• Le président philippin ne veut plus de l'armée américaine dans son pays

    Le président philippin ne veut plus de l'armée américaine dans son pays

    CategorieLe président philippin ne veut plus de l'armée américaine dans son pays. Une semaine après avoir qualifié Barack Obama de "fils de pute", le bouillant président philippin a déclaré lundi que les forces spéciales américaines devaient partir. Les Etats-Unis affirment toutefois n'avoir reçu aucune demande officielle.

    Info ou intox? Une semaine après avoir qualifié Barack Obama de "fils de pute", le président philippin Rodrigo Duterte, connu pour son franc-parler, a déclaré lundi que les forces spéciales américaines devaient partir de son pays.  

    Pourtant, au-delà de la déclaration à l'emporte-pièce, les Etats-Unis ont affirmé n'avoir reçu aucune demande officielle du bouillant président philippin de retirer les conseillers militaires américains épaulant l'armée philippine dans le sud de l'archipel, en proie à des rébellions islamistes. 

    Depuis 2002, des centaines de conseillers américains travaillent sur l'île méridionale de Mindanao à former les militaires philippins. Ces conseillers ont même été jusqu'à 600, mais leur nombre a depuis diminué. 

    Les forces spéciales américaines doivent partir, selon le président philippin

    Quoi qu'il en soit, pendant son discours, Duterte a montré des photographies et cité des récits faisant état de musulmans tués par les forces américaines au début du XXe siècle [les Philippines ont été une colonie américaine jusqu'en 1946].  

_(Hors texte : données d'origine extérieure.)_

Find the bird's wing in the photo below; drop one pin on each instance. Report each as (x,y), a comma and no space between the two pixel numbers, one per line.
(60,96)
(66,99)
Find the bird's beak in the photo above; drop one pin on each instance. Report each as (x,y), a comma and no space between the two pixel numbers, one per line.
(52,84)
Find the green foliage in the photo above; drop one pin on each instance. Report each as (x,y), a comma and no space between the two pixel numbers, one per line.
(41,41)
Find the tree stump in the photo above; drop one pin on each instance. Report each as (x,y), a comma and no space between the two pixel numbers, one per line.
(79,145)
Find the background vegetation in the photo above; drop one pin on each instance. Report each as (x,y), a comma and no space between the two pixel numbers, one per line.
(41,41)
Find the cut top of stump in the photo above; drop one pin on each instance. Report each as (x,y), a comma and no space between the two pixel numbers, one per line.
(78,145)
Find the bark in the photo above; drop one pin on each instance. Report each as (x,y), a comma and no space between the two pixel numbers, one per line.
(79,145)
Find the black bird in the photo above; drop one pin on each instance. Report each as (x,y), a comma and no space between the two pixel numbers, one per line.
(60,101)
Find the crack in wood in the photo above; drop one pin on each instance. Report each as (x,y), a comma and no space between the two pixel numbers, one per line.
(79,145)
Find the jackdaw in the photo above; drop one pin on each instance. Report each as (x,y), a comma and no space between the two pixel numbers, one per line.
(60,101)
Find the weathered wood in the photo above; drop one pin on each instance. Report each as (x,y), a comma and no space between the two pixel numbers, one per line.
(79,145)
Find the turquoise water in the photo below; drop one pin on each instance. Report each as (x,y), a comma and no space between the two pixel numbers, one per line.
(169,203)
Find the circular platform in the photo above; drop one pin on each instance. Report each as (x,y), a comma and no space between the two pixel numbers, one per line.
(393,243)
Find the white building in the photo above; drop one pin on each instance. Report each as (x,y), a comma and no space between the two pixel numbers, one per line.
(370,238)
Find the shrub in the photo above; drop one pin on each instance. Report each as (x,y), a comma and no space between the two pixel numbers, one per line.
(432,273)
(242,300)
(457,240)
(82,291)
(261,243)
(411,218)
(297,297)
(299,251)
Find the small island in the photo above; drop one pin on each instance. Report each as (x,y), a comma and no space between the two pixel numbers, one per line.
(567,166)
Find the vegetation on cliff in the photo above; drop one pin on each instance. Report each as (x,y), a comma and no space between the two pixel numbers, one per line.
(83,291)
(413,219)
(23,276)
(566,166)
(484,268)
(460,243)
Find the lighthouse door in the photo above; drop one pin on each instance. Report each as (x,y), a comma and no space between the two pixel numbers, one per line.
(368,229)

    Rodrigo Duterte a relancé en août des pourparlers de paix avec la plus importante organisation séparatiste musulmane, le Front Moro islamique de libération, qui, comme d'autres groupes rebelles, lutte depuis les années 1970 pour l'indépendance des régions du Sud à majorité musulmanes. 

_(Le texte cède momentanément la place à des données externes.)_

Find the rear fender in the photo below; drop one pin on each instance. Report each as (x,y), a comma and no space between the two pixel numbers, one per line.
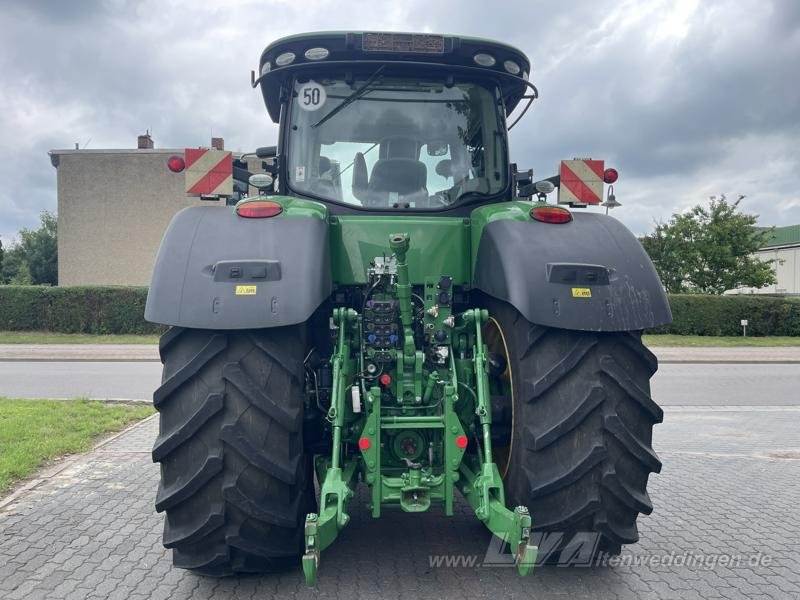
(591,274)
(216,270)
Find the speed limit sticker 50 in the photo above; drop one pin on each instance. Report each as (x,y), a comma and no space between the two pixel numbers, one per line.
(311,96)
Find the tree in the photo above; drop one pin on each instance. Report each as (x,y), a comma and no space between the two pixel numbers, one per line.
(710,249)
(34,258)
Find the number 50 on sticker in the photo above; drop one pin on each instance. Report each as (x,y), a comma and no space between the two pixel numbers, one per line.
(311,96)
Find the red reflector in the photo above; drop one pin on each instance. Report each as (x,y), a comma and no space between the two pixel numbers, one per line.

    "Nous continuerons à avoir des consultations avec nos partenaires philippins"

    Son ministre des Affaires étrangères Perfecto Yasay s'est cependant efforcé mardi de déminer ce nouveau début de polémique entre les deux alliés, en laissant entendre que le chef de l'Etat avait en fait à coeur la sécurité des conseillers américains "qui risquaient de prendre des risques non nécessaires". 

    A Washington, le Pentagone comme le Département d'Etat ont indiqué n'avoir reçu aucune demande officielle de Manille sur le retrait des conseillers. "Nous continuerons à avoir des consultations avec nos partenaires philippins pour adapter de manière appropriée notre assistance à l'approche adoptée" par les autorités de Manille "quelle qu'elle soit", a déclaré Gary Ross, porte-parole du Pentagone. 

    Washington pas au courant

    Le porte-parole du Département d'Etat John Kirby a également affirmé ne pas être au courant d'une requête officielle du gouvernement philippin. Perfecto Yasay, qui a chiffré à une centaine le nombre de conseillers américains déployés dans le sud, a confirmé auprès de la chaîne philippine ABS-CBN que les deux alliés n'avaient pas discuté de la demande de Rodrigo Duterte. 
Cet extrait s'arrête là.